Right off the plane, exhausted but excited, with our first Kazakh snacks: Corny Big! 😛
The day was packed. We had our first showers in rusty (but hot!) brown water (that gets clearer when you run the pipe for 10+ minutes), and our first Kazakh breakfast of rice porridge and boiled egg…all of which were really not a big deal to me as they are the same as things I would have at home in China. The local staff gave an amazing welcome performance that included beautiful live dombra music (a traditional Kazakh guitar-like instrument), and a vivacious Kazakh male dancer who wore a sparkly brown “hawk” outfit to depict the traditional Kazakh falconry hunting. Candy was thrown at us in welcome (so our stay would be sweet!), and we got our first taste of the famous Almaty apples (which were tart and quite delicious). We then had a ton of sessions on health, safety, cultural issues, etc. and also had medical interviews and immunizations. For the first time this year, volunteers were all able to buy Nokia cell phones for ~$40-60 at the sanitorium so we could get all set up and trade numbers before splitting up into our regional PST villages, which was very convenient! At night we hung out with some current PCVs (Kaz-20’s) who had come into Almaty for the weekend, and heard their advice and experiences. They were very nice and all seemed to enjoy their sites and their work.

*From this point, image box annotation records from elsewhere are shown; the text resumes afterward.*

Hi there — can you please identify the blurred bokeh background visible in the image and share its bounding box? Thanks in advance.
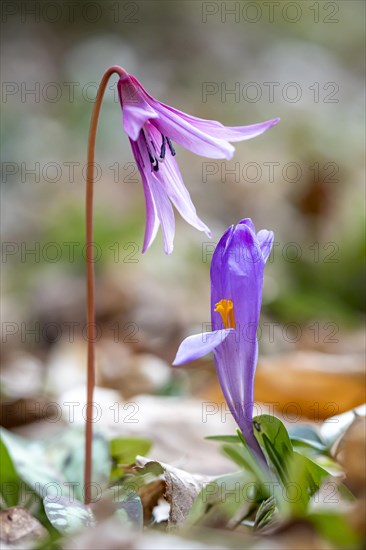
[1,0,365,466]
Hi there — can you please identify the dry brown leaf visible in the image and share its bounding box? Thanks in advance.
[136,456,214,526]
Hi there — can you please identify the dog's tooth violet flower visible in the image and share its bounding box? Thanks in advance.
[173,219,273,458]
[118,74,279,254]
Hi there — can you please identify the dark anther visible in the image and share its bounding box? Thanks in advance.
[160,136,166,160]
[166,137,176,157]
[141,130,159,172]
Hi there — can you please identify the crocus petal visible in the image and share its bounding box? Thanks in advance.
[211,219,265,456]
[147,173,175,254]
[117,76,159,141]
[257,229,274,262]
[173,329,235,365]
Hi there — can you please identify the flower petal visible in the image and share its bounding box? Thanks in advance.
[173,328,235,365]
[257,229,274,262]
[117,76,159,141]
[130,136,160,253]
[147,124,211,237]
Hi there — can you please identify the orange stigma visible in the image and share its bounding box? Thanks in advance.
[214,300,235,328]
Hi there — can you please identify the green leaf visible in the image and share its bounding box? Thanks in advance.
[41,428,111,501]
[186,471,258,528]
[0,439,20,508]
[253,414,294,483]
[289,424,329,454]
[109,437,152,481]
[43,497,95,534]
[205,435,241,443]
[105,485,144,531]
[283,451,329,517]
[1,428,67,498]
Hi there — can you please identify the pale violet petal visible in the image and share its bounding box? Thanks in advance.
[173,328,234,365]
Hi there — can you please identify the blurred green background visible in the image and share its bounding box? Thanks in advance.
[1,0,365,392]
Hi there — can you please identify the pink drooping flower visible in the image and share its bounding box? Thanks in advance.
[118,74,279,254]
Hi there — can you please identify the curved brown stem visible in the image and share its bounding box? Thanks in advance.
[84,65,127,504]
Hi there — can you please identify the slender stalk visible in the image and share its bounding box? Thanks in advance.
[84,65,127,504]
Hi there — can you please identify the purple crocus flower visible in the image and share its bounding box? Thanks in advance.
[173,218,273,458]
[118,74,279,254]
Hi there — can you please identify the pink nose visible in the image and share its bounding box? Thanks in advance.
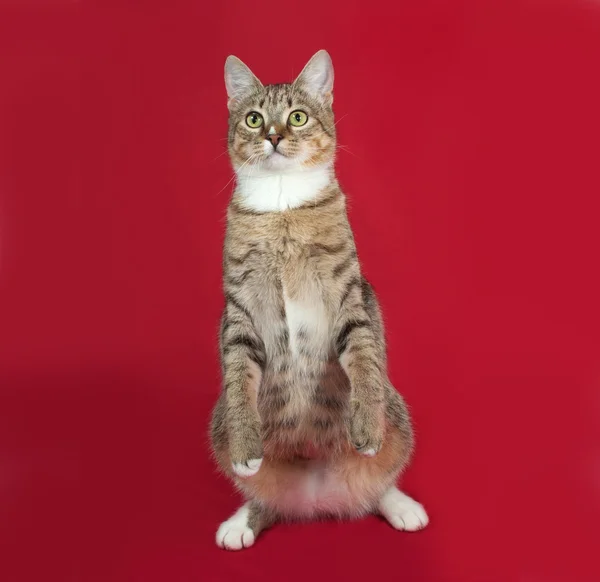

Finally freshened up and eating our first Kazakh breakfast: rice porridge, bread, tea (in bowls) and sausage.
Kazakh “eagle dancer” in our welcome Kazakhstanian show 🙂
Saturday: We finished up at the sanitorium, packed our bags again and headed off for the much-anticipated training villages and our first host families. One group we dropped off was greeted with big signs saying “Welcome!” and “We love you!,” as well as more candy tossing. All the volunteers looked doe-eyed and overwhelmed but very touched, while the host families looked excited, hospitable and adorable. I was assigned along with the other Organizational Development (OD) volunteers to Issyk, a small town roughly 45 minutes north of Almaty that will also serve as the “hub site” for all the volunteers to meet in the coming weeks. Besides the 10 of us ODs, we also have 16 EDUs (teachers), which is the first time the two groups have been mixed. This is awesome because we are not only at the biggest and most developed site (with two internet cafes!), but also didn’t have to be separated from a lot of the friends we have made who are teachers.